Friday, July 1, 2016

The Healing Journey



Image credit [here]

Well, I guess I spilled all over emotionally during my last post.  I’ve since had the realization that should the Ex do that again--call me up to berate me about something I have no control over, just hold the phone away from my ear and remember it’s just noise.  He can’t hurt me like he used to.  That part of my life is over.  In our coparenting counselor’s words:  he may blur the boundaries, and you have to set them.  (and also) you always have to be the wrong one.

Gee, thanks.  I kind of knew that already.  But at least I have some validation.  I wonder why validation is so important?  I think it’s that part of ourselves—especially those of us who’ve journeyed the path of bullying and abuse--that wants to be believed.  Needs to be believed.
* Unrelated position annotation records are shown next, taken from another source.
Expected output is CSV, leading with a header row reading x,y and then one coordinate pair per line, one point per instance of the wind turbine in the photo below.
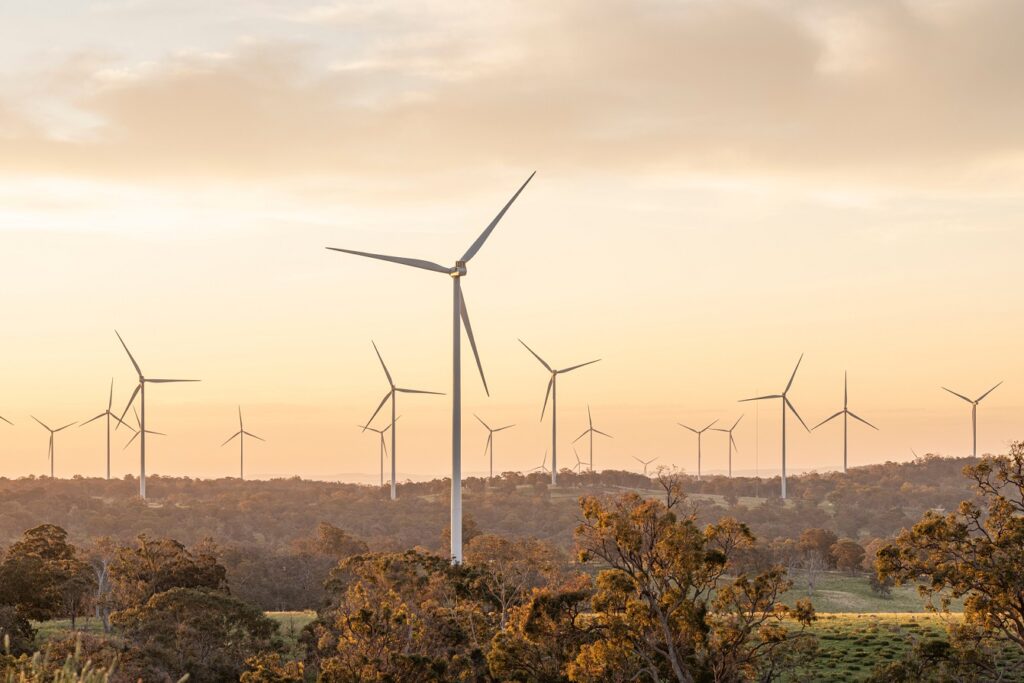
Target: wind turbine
x,y
241,434
107,414
460,315
590,430
391,393
489,446
553,394
140,392
785,404
645,463
974,416
846,419
699,433
49,452
732,441
383,451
I recently joined a group of survivors online.  The focus is not so much concentrating on the pain that we’ve survived, but to embrace the new lives that we’re all building.  I happened to be on the page, and someone posted the unbelievable pain and heartbreak of abuse they experienced at the hands of their adoptive parents—horrible acts from the father, and the mother didn’t believe her and would beat her.  The hospital workers turned a blind eye.  As soon as she could get out at 18, she did.  She was angry—angry at her parents for enacting the abuse, angry at the hospital workers for believing the cock and bull stories her parents came up with, angry at the world that didn’t save her.  Didn’t believe her.  And this was the first time she’s ever told anyone about it. 

I immediately started writing—I believe you.

But the comment wouldn’t take…in just one minute, she took it down.  So I wrote a separate post—Dear J, I believe you.  What they did was horrible.  You did nothing wrong.  You did nothing to deserve their actions.  What your parents did, and everyone who colluded with them, are horrible.  I believe you. 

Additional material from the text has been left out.